Is there a bleaker wedding day thought than slowly rotting together in a single coffin? We're living in times of austerity, but we all know that spending too much time together can be bad for even the strongest of relationships and chucking maggots into the mix only serves to heighten the tension.

Weddings are a time of happiness and honesty, so let's be really honest here: If your fiancee woke one morning and, over breakfast, uttered either one of the above poems to you, there'd be no more suitable course of action than to hurl a throat-full of vomit into her cornflake packet before closing the lid and hoping the contents cause her the kind of daily discomfort you'll feel every time you remember the whole, ugly affair.

On our one special day, couples who struggle to whisper "I love you" in a public setting turn to strangers from the internet to express their undying love on our behalf, chiseling away at the British Stiff Upper Lip by reciting poems or recruiting a snotty two-year-old to wear a bow-tie and sing Ave Maria in front of an assembled mob of family and friends.

Of course, it's all in the name of tradition.
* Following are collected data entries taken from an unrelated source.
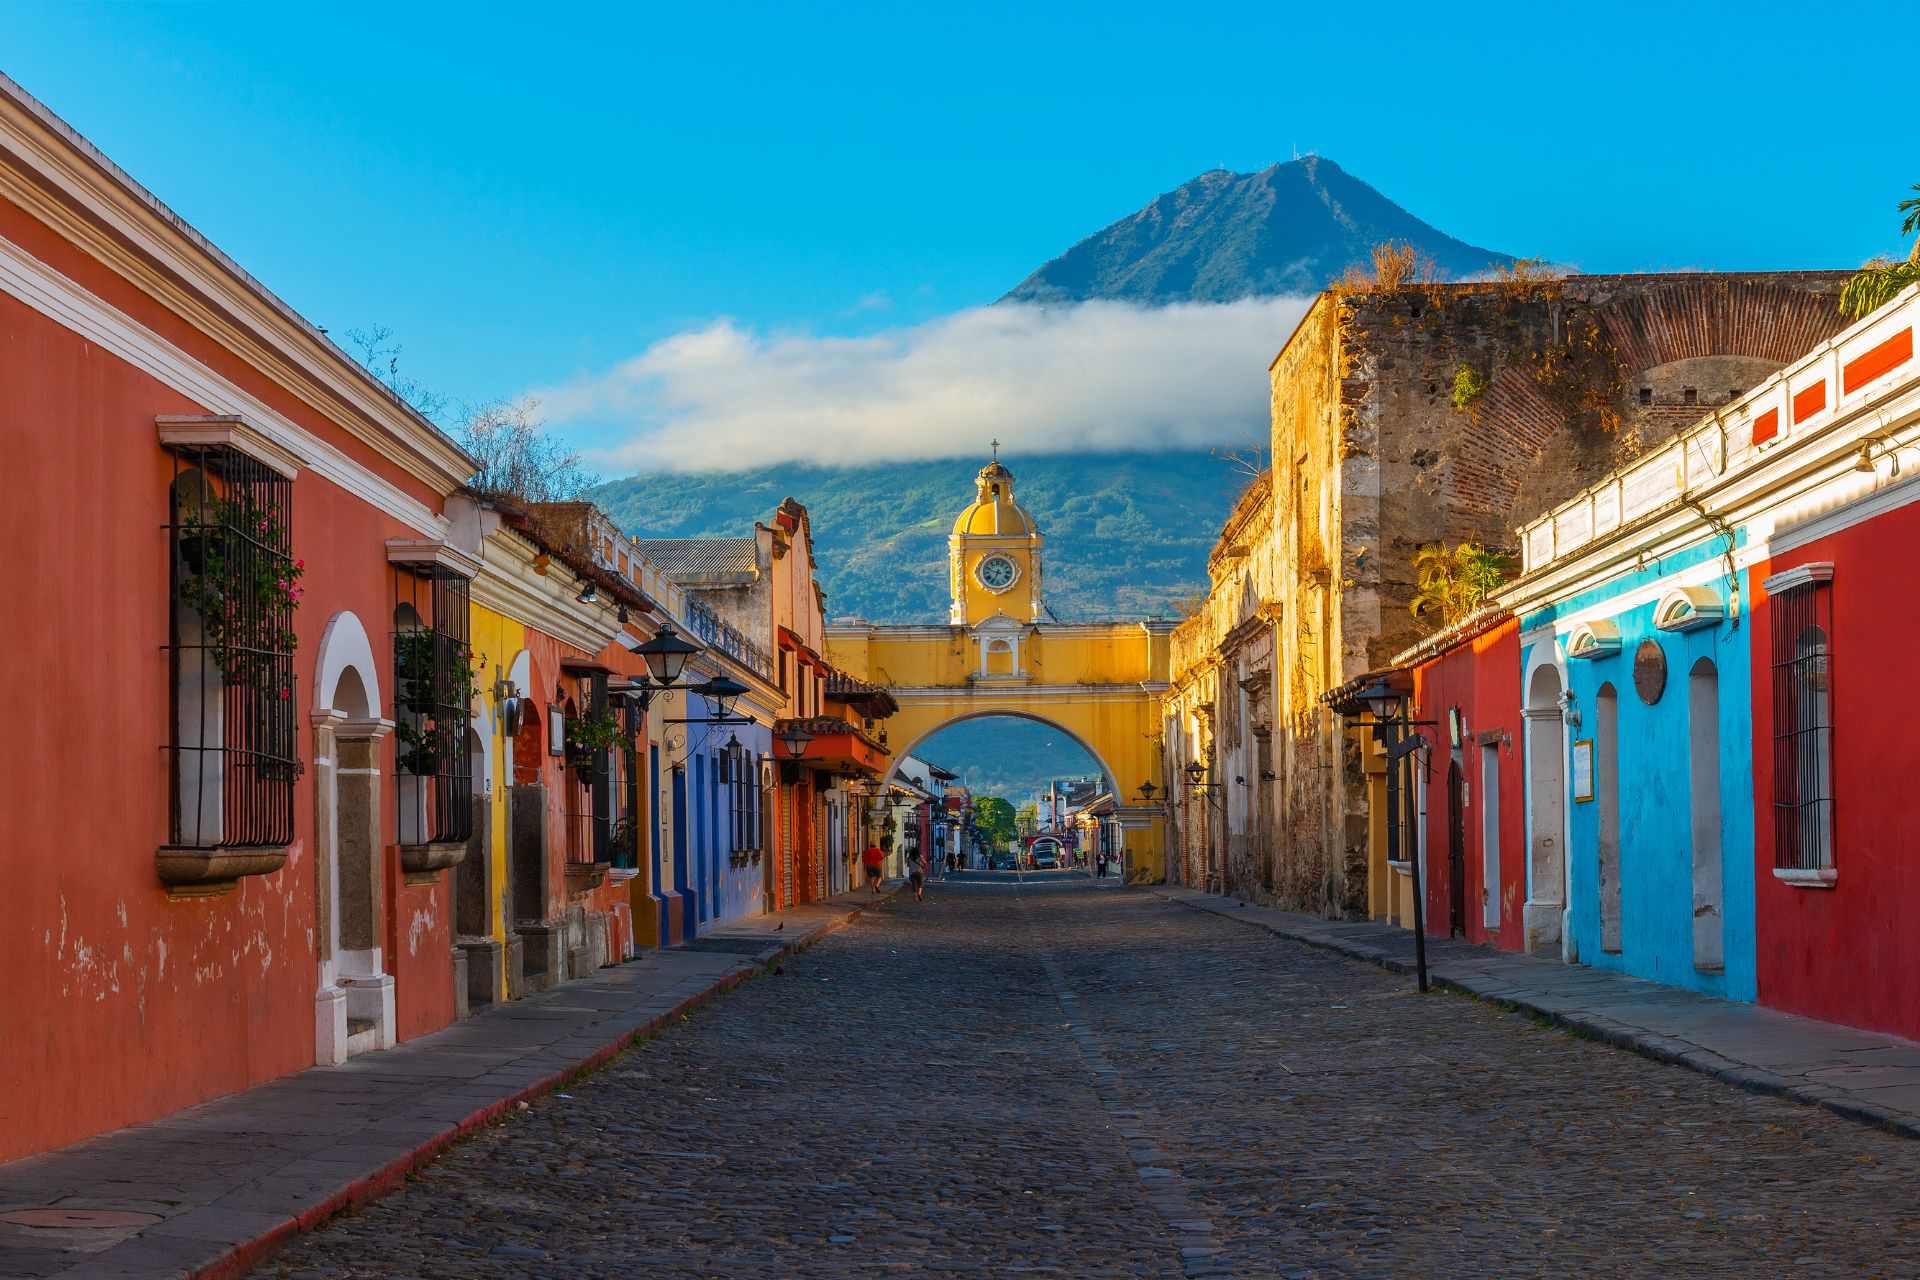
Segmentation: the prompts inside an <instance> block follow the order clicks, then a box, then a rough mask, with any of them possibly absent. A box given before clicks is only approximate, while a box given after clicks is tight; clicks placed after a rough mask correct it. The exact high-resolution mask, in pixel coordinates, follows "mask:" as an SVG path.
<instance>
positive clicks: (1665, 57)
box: [0, 4, 1920, 445]
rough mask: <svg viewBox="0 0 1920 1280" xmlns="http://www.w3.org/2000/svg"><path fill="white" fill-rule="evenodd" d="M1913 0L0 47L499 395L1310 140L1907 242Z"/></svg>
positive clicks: (174, 27)
mask: <svg viewBox="0 0 1920 1280" xmlns="http://www.w3.org/2000/svg"><path fill="white" fill-rule="evenodd" d="M1908 29H1910V13H1907V12H1903V10H1899V8H1895V6H1828V8H1822V10H1816V12H1809V10H1805V6H1793V8H1768V6H1730V4H1728V6H1684V4H1682V6H1672V4H1665V6H1638V8H1636V6H1605V8H1592V6H1574V8H1559V6H1555V8H1548V6H1486V8H1463V6H1404V8H1402V6H1369V8H1365V10H1356V8H1350V6H1325V4H1317V6H1275V4H1248V6H1233V4H1215V6H1165V4H1162V6H1129V4H1098V6H1091V4H1089V6H1077V4H1052V6H1046V4H1020V6H991V4H973V6H933V4H891V6H847V4H841V6H799V4H778V6H753V4H732V6H720V4H710V6H670V8H668V6H609V8H599V6H572V8H566V6H511V8H501V6H484V4H480V6H474V4H467V6H376V8H351V6H328V8H315V6H296V4H275V6H238V4H223V6H198V4H165V6H140V4H117V6H84V4H61V6H35V4H12V6H8V8H6V19H4V25H0V69H4V71H6V73H8V75H12V77H13V79H15V81H19V83H21V84H23V86H25V88H27V90H29V92H33V94H35V96H38V98H40V100H42V102H46V104H48V106H50V107H52V109H54V111H56V113H60V115H61V117H65V119H67V121H69V123H73V125H75V127H77V129H79V130H81V132H84V134H86V136H88V138H92V140H94V142H96V144H98V146H100V148H102V150H104V152H106V154H108V155H111V157H113V159H115V161H119V163H121V165H123V167H125V169H129V171H131V173H132V175H134V178H138V180H140V182H144V184H146V186H148V188H150V190H154V192H156V194H157V196H159V198H161V200H165V201H167V203H171V205H173V207H175V209H179V211H180V213H182V215H186V217H188V219H190V221H192V223H194V225H196V226H200V228H202V230H204V232H207V234H209V236H211V238H213V240H215V242H217V244H219V246H223V248H225V249H227V251H228V253H232V255H234V257H236V259H238V261H240V263H242V265H246V267H248V269H250V271H252V273H253V274H257V276H259V278H261V280H265V282H267V284H269V286H271V288H273V290H276V292H278V294H280V296H282V297H286V299H288V301H290V303H294V305H296V307H298V309H300V311H303V313H305V315H307V317H311V319H313V320H315V322H319V324H324V326H328V328H332V330H334V334H336V336H338V334H340V332H344V330H346V328H355V326H367V324H386V326H392V328H394V330H396V334H397V338H399V340H401V342H403V345H405V353H403V365H405V367H407V368H409V370H411V372H413V374H415V376H419V378H420V380H424V382H426V384H430V386H438V388H442V390H445V391H449V393H453V395H465V397H495V395H515V393H520V391H526V390H528V388H561V386H568V384H576V382H580V380H589V382H591V380H595V378H603V376H605V374H607V372H609V370H612V368H616V367H620V363H622V361H634V359H636V357H641V355H643V353H647V351H651V349H655V347H657V344H662V342H672V340H676V338H685V336H699V334H714V332H718V334H722V336H732V338H733V340H741V342H747V345H749V353H751V351H755V349H756V351H762V353H764V351H768V349H772V344H774V342H778V338H776V336H780V334H785V336H789V338H793V336H810V338H862V336H874V334H877V336H881V342H893V344H895V345H912V344H914V342H920V338H914V336H912V334H922V332H924V330H922V328H918V326H927V324H933V326H941V324H947V319H948V317H954V315H956V313H964V311H966V309H968V307H977V305H983V303H991V301H993V299H995V297H998V296H1000V294H1002V292H1006V290H1008V288H1012V286H1014V284H1018V282H1020V280H1021V278H1023V276H1025V274H1027V273H1029V271H1033V269H1035V267H1039V265H1041V263H1043V261H1046V259H1048V257H1052V255H1056V253H1058V251H1062V249H1064V248H1068V246H1069V244H1073V242H1075V240H1079V238H1081V236H1085V234H1089V232H1092V230H1098V228H1100V226H1102V225H1106V223H1110V221H1114V219H1117V217H1123V215H1127V213H1131V211H1135V209H1139V207H1140V205H1144V203H1146V201H1148V200H1152V198H1154V196H1158V194H1162V192H1165V190H1169V188H1173V186H1179V184H1181V182H1185V180H1187V178H1190V177H1194V175H1198V173H1200V171H1204V169H1212V167H1215V165H1225V167H1231V169H1238V171H1252V169H1260V167H1263V165H1267V163H1271V161H1275V159H1288V157H1290V155H1292V154H1294V150H1300V152H1308V150H1317V152H1319V154H1321V155H1329V157H1332V159H1336V161H1338V163H1340V165H1342V167H1344V169H1348V171H1350V173H1354V175H1357V177H1361V178H1365V180H1369V182H1373V184H1375V186H1377V188H1380V190H1382V192H1384V194H1388V196H1390V198H1394V200H1396V201H1400V203H1402V205H1405V207H1407V209H1411V211H1413V213H1417V215H1419V217H1423V219H1427V221H1428V223H1432V225H1436V226H1440V228H1444V230H1448V232H1450V234H1453V236H1459V238H1463V240H1469V242H1473V244H1482V246H1488V248H1496V249H1503V251H1511V253H1544V255H1549V257H1553V259H1557V261H1578V263H1582V265H1584V267H1586V269H1588V271H1644V269H1659V267H1707V269H1795V267H1853V265H1857V263H1859V261H1860V259H1864V257H1866V255H1870V253H1876V251H1889V249H1897V248H1899V244H1897V234H1895V232H1897V219H1895V215H1893V205H1895V201H1897V200H1899V198H1901V196H1903V194H1905V188H1907V186H1908V184H1910V182H1916V180H1920V154H1916V152H1920V148H1916V144H1914V142H1912V98H1910V90H1912V86H1910V77H1907V75H1901V73H1878V75H1876V73H1859V71H1855V69H1857V67H1860V65H1862V61H1866V59H1862V52H1868V50H1872V48H1876V46H1878V44H1882V42H1885V40H1901V38H1905V36H1907V33H1908ZM716 324H722V328H718V330H716V328H714V326H716ZM943 332H945V330H943ZM900 334H908V338H900ZM889 336H891V338H889ZM1283 336H1284V334H1283ZM1265 342H1267V340H1265V338H1261V342H1260V344H1256V345H1263V344H1265ZM755 344H758V345H755ZM793 351H795V347H791V345H789V355H791V353H793ZM845 351H847V349H845V347H831V353H835V357H837V355H843V353H845ZM808 359H812V355H808ZM1254 374H1258V370H1254ZM862 376H866V374H862ZM597 403H599V405H603V407H601V409H595V411H580V413H576V415H574V416H572V418H570V422H572V430H576V432H578V434H580V438H582V439H588V441H591V443H603V445H605V443H614V441H616V439H618V436H620V432H622V430H628V428H630V426H632V424H630V420H628V418H624V416H620V415H622V413H628V415H632V413H659V409H657V407H655V409H651V411H636V409H632V405H628V407H626V409H605V403H607V401H605V397H601V399H599V401H597ZM609 415H611V416H609Z"/></svg>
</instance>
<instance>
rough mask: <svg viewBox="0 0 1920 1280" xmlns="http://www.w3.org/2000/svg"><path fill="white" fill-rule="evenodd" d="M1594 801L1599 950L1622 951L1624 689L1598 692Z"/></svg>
mask: <svg viewBox="0 0 1920 1280" xmlns="http://www.w3.org/2000/svg"><path fill="white" fill-rule="evenodd" d="M1594 804H1596V808H1597V810H1599V812H1597V814H1596V818H1597V825H1599V841H1597V844H1599V950H1603V952H1607V954H1609V956H1619V954H1620V691H1619V689H1615V687H1613V681H1607V683H1605V685H1601V687H1599V691H1597V693H1596V695H1594Z"/></svg>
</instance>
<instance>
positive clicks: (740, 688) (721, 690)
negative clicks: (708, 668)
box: [689, 674, 751, 720]
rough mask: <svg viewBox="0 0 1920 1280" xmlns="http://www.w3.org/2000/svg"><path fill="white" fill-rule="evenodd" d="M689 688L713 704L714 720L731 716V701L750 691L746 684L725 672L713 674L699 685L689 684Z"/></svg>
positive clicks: (738, 699)
mask: <svg viewBox="0 0 1920 1280" xmlns="http://www.w3.org/2000/svg"><path fill="white" fill-rule="evenodd" d="M689 689H693V693H697V695H701V697H703V699H707V700H708V702H712V704H714V718H716V720H726V718H728V716H732V714H733V702H737V700H739V697H741V695H743V693H751V691H749V689H747V685H743V683H739V681H737V679H733V677H732V676H726V674H720V676H714V677H712V679H708V681H705V683H699V685H689Z"/></svg>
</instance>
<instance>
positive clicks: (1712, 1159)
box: [255, 875, 1920, 1280]
mask: <svg viewBox="0 0 1920 1280" xmlns="http://www.w3.org/2000/svg"><path fill="white" fill-rule="evenodd" d="M568 1094H570V1096H553V1098H543V1100H540V1102H536V1103H534V1105H532V1107H530V1109H526V1111H518V1113H516V1115H515V1119H511V1121H507V1123H505V1125H499V1126H493V1128H490V1130H486V1134H484V1136H480V1138H474V1140H470V1142H467V1144H461V1146H457V1148H453V1150H451V1151H449V1153H447V1155H445V1157H444V1159H440V1161H438V1163H436V1165H432V1167H428V1169H426V1171H422V1173H420V1174H419V1176H417V1180H411V1182H409V1184H407V1186H405V1188H403V1190H401V1192H397V1194H394V1196H390V1197H386V1199H382V1201H378V1203H374V1205H371V1207H367V1209H363V1211H359V1213H355V1215H349V1217H344V1219H340V1221H336V1222H332V1224H330V1226H326V1228H323V1230H319V1232H315V1234H311V1236H307V1238H301V1240H300V1242H296V1244H294V1245H292V1247H288V1249H286V1251H284V1253H280V1255H278V1257H275V1259H273V1261H271V1263H269V1265H267V1267H263V1268H261V1270H259V1272H255V1274H269V1276H296V1278H307V1276H328V1278H332V1280H346V1278H348V1276H426V1278H440V1276H520V1274H524V1276H549V1274H591V1276H655V1274H659V1276H851V1274H876V1272H883V1270H931V1272H995V1274H1021V1272H1058V1274H1069V1276H1183V1274H1187V1276H1196V1274H1240V1276H1321V1278H1325V1276H1651V1274H1667V1276H1701V1274H1764V1276H1882V1274H1885V1276H1901V1274H1914V1267H1912V1263H1910V1261H1912V1244H1910V1224H1912V1207H1914V1180H1912V1178H1914V1174H1916V1173H1920V1144H1914V1142H1910V1140H1905V1138H1897V1136H1891V1134H1884V1132H1876V1130H1870V1128H1862V1126H1859V1125H1853V1123H1849V1121H1843V1119H1839V1117H1836V1115H1830V1113H1826V1111H1820V1109H1814V1107H1803V1105H1795V1103H1789V1102H1784V1100H1774V1098H1759V1096H1749V1094H1741V1092H1738V1090H1734V1088H1730V1086H1726V1084H1722V1082H1718V1080H1713V1079H1707V1077H1701V1075H1695V1073H1692V1071H1686V1069H1678V1067H1667V1065H1659V1063H1653V1061H1647V1059H1642V1057H1636V1055H1630V1054H1622V1052H1617V1050H1613V1048H1607V1046H1601V1044H1594V1042H1588V1040H1582V1038H1574V1036H1571V1034H1567V1032H1563V1031H1551V1029H1544V1027H1536V1025H1534V1023H1532V1021H1528V1019H1523V1017H1517V1015H1513V1013H1507V1011H1503V1009H1498V1007H1492V1006H1488V1004H1482V1002H1476V1000H1471V998H1463V996H1455V994H1440V992H1436V994H1430V996H1425V998H1423V996H1419V994H1415V992H1413V990H1411V983H1409V981H1405V979H1400V977H1396V975H1390V973H1386V971H1382V969H1375V967H1371V965H1363V963H1357V961H1352V960H1344V958H1338V956H1332V954H1327V952H1317V950H1311V948H1308V946H1302V944H1296V942H1288V940H1283V938H1273V936H1267V935H1263V933H1260V931H1256V929H1248V927H1244V925H1238V923H1233V921H1227V919H1219V917H1213V915H1204V913H1200V912H1194V910H1188V908H1185V906H1179V904H1173V902H1167V900H1164V898H1158V896H1152V894H1146V892H1139V890H1127V889H1117V887H1110V885H1100V883H1096V881H1089V879H1085V877H1081V875H1058V877H1033V875H1029V877H1025V879H1023V881H1016V877H1012V875H996V877H985V875H975V877H960V879H950V881H937V883H933V885H931V887H929V890H927V898H925V902H920V904H916V902H914V900H912V898H910V896H902V898H900V900H897V902H895V904H891V906H887V908H883V910H877V912H872V913H868V915H864V917H860V919H858V921H856V923H852V925H851V927H847V929H843V931H839V933H835V935H831V936H828V938H826V940H824V942H822V944H820V946H816V948H812V950H808V952H804V954H801V956H797V958H793V960H789V961H787V963H785V971H783V973H781V975H778V977H776V975H764V977H760V979H756V981H751V983H747V984H745V986H741V988H739V990H737V992H733V994H730V996H726V998H722V1000H718V1002H716V1004H714V1006H710V1009H707V1011H705V1013H701V1015H695V1017H691V1019H689V1021H685V1023H680V1025H678V1027H676V1029H672V1031H668V1032H664V1034H662V1036H659V1038H655V1040H653V1042H649V1044H645V1046H643V1048H636V1050H632V1052H628V1054H622V1055H620V1057H616V1059H614V1061H612V1063H611V1065H607V1067H605V1069H601V1071H599V1073H595V1075H593V1077H588V1079H582V1080H580V1082H576V1084H574V1086H572V1088H570V1090H568Z"/></svg>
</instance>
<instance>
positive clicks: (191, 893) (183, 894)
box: [154, 844, 288, 898]
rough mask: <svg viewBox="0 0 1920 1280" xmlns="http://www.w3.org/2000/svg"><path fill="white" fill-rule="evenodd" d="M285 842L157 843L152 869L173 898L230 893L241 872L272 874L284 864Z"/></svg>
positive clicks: (285, 864)
mask: <svg viewBox="0 0 1920 1280" xmlns="http://www.w3.org/2000/svg"><path fill="white" fill-rule="evenodd" d="M286 848H288V846H286V844H223V846H217V848H198V846H192V844H161V846H159V852H156V854H154V869H156V871H159V879H163V881H165V883H167V892H169V894H173V896H175V898H211V896H219V894H227V892H232V889H234V883H236V881H238V879H240V877H242V875H273V873H275V871H278V869H280V867H284V865H286Z"/></svg>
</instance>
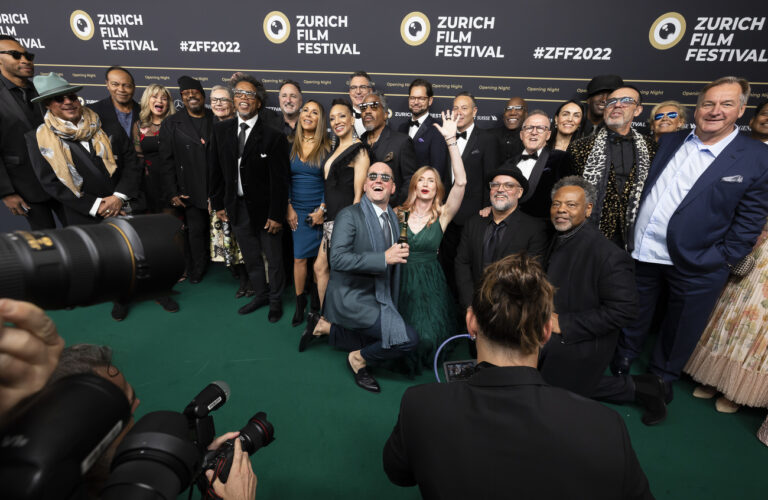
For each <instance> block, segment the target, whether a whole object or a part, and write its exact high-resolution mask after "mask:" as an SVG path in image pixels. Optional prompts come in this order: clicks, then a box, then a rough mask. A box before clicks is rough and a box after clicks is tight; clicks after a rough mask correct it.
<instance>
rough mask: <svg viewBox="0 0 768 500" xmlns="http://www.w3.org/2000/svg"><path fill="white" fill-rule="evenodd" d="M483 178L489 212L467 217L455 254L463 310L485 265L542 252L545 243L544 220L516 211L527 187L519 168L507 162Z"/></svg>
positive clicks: (480, 277)
mask: <svg viewBox="0 0 768 500" xmlns="http://www.w3.org/2000/svg"><path fill="white" fill-rule="evenodd" d="M485 180H486V182H488V185H489V187H490V189H491V200H490V201H491V213H490V214H489V215H488V216H485V217H484V216H482V215H480V214H475V215H473V216H472V217H471V218H470V219H469V220H467V222H466V223H465V224H464V229H463V231H462V232H461V242H460V243H459V249H458V251H457V254H456V261H455V268H456V287H457V289H458V292H459V304H460V305H461V306H462V307H464V308H465V309H466V308H467V307H469V305H470V304H471V302H472V293H473V291H474V289H475V287H476V286H477V285H478V284H479V283H480V281H481V280H482V279H483V271H484V270H485V268H486V267H487V266H488V265H489V264H492V263H493V262H496V261H497V260H500V259H502V258H504V257H506V256H507V255H511V254H514V253H519V252H527V253H529V254H533V255H537V256H539V255H543V254H544V251H545V250H546V248H547V242H548V235H547V228H546V224H545V222H544V221H543V220H541V219H537V218H535V217H531V216H529V215H526V214H524V213H522V212H521V211H520V210H517V205H518V201H519V200H520V198H521V197H522V196H523V193H525V191H526V190H527V189H528V180H527V179H526V178H525V176H524V175H523V173H522V172H521V171H520V169H519V168H517V167H516V166H515V165H514V164H513V163H512V162H511V161H507V162H505V163H503V164H502V165H501V167H499V168H498V169H497V170H495V171H494V172H492V173H491V174H490V175H489V176H488V177H487V178H486V179H485Z"/></svg>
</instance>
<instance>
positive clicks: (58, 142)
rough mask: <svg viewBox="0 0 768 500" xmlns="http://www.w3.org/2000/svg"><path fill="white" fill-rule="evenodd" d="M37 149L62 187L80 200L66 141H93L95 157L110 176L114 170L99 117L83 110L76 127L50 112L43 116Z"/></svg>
mask: <svg viewBox="0 0 768 500" xmlns="http://www.w3.org/2000/svg"><path fill="white" fill-rule="evenodd" d="M36 134H37V146H38V148H40V154H42V155H43V158H45V159H46V161H47V162H48V163H50V164H51V168H52V169H53V172H54V173H55V174H56V177H58V179H59V180H60V181H61V183H62V184H64V185H65V186H67V188H68V189H69V190H70V191H72V192H73V193H74V194H75V196H77V197H78V198H80V197H81V196H82V195H83V194H82V192H81V188H82V187H83V177H82V176H81V175H80V172H78V171H77V169H76V168H75V165H74V163H73V162H72V152H71V151H70V150H69V144H67V143H66V142H64V140H68V141H78V142H79V141H92V142H93V148H94V150H95V152H96V155H98V156H99V158H101V160H102V161H103V162H104V166H105V167H106V168H107V172H108V173H109V176H110V177H112V174H113V173H114V172H115V170H116V169H117V164H116V163H115V157H114V155H113V154H112V148H111V147H110V144H109V137H107V134H105V133H104V131H103V130H101V120H99V115H97V114H96V113H94V112H93V111H91V110H90V109H88V108H83V118H82V120H80V123H78V124H77V127H73V126H72V123H70V122H68V121H66V120H62V119H61V118H57V117H56V116H54V115H53V114H52V113H51V112H50V111H48V112H47V113H45V123H43V124H42V125H40V126H39V127H37V132H36Z"/></svg>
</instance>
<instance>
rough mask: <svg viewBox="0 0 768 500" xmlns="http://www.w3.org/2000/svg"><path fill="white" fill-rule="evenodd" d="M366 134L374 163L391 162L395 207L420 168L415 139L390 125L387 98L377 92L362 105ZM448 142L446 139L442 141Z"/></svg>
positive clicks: (364, 138) (362, 113)
mask: <svg viewBox="0 0 768 500" xmlns="http://www.w3.org/2000/svg"><path fill="white" fill-rule="evenodd" d="M360 109H361V110H362V115H363V125H364V126H365V133H364V134H363V136H362V137H361V138H360V140H362V141H363V143H364V144H367V145H368V147H369V148H370V151H371V164H374V163H376V162H382V163H386V164H387V165H389V168H391V169H392V173H393V175H394V179H395V186H396V189H397V192H396V193H395V195H394V196H393V197H392V200H391V203H392V206H397V205H399V204H401V203H402V202H404V201H405V198H406V197H407V196H408V184H409V183H410V182H411V176H412V175H413V173H414V172H415V171H416V170H418V166H417V165H418V164H417V163H416V152H415V151H414V150H413V142H411V139H410V137H408V136H407V135H406V134H402V133H400V132H396V131H394V130H392V129H390V128H389V127H388V126H387V113H388V112H389V108H388V107H387V98H386V97H385V96H384V94H383V93H382V92H380V91H378V90H377V91H375V92H372V93H370V94H368V95H367V96H365V98H364V99H363V102H362V103H361V104H360ZM443 142H445V140H443Z"/></svg>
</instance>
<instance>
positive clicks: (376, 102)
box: [360, 101, 381, 111]
mask: <svg viewBox="0 0 768 500" xmlns="http://www.w3.org/2000/svg"><path fill="white" fill-rule="evenodd" d="M379 106H381V103H380V102H376V101H373V102H364V103H362V104H361V105H360V111H365V110H366V109H368V108H371V109H379Z"/></svg>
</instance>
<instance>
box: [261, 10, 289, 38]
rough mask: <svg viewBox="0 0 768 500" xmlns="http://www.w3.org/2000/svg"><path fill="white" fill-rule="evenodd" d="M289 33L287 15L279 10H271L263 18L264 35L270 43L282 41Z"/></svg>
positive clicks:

It's what we do on wedding days. While the best man is raiding his memory bank for the most embarrassing moments of a groom's lifetime, the bride and groom are also desperately searching for the kind of words that will make hearts melt with their tenderness.

But it seems "I love you" isn't enough these days. Instead we have to find 'creative' ways to convey our feelings, and if melting our bodies until they merge into a horrific and presumably transgender Frankenstein's monster of watery clay isn't up our alley, we find ourselves desperately typing 'love' into our iTunes library and jotting down the lyrics of any song that might represent the tale of two intertwined hearts.

Of course, the best outcome is that you rope a family member in to nervously recite the lyrics like a sniveling William Shatner, while your guests intensely study their shoes and pray for forgiveness.

The worst, as a good friend of mine found out to his detriment, is learning afterwards that the wistfully romantic ballad you chose to symbolise the rest of your life together, was actually a song recounting the warm, comforting embrace of heroin.

Believe me, after 10 minutes of trying to choose a wedding reading, heroin seems a tempting option. I might even use my wedding band as a tourniquet.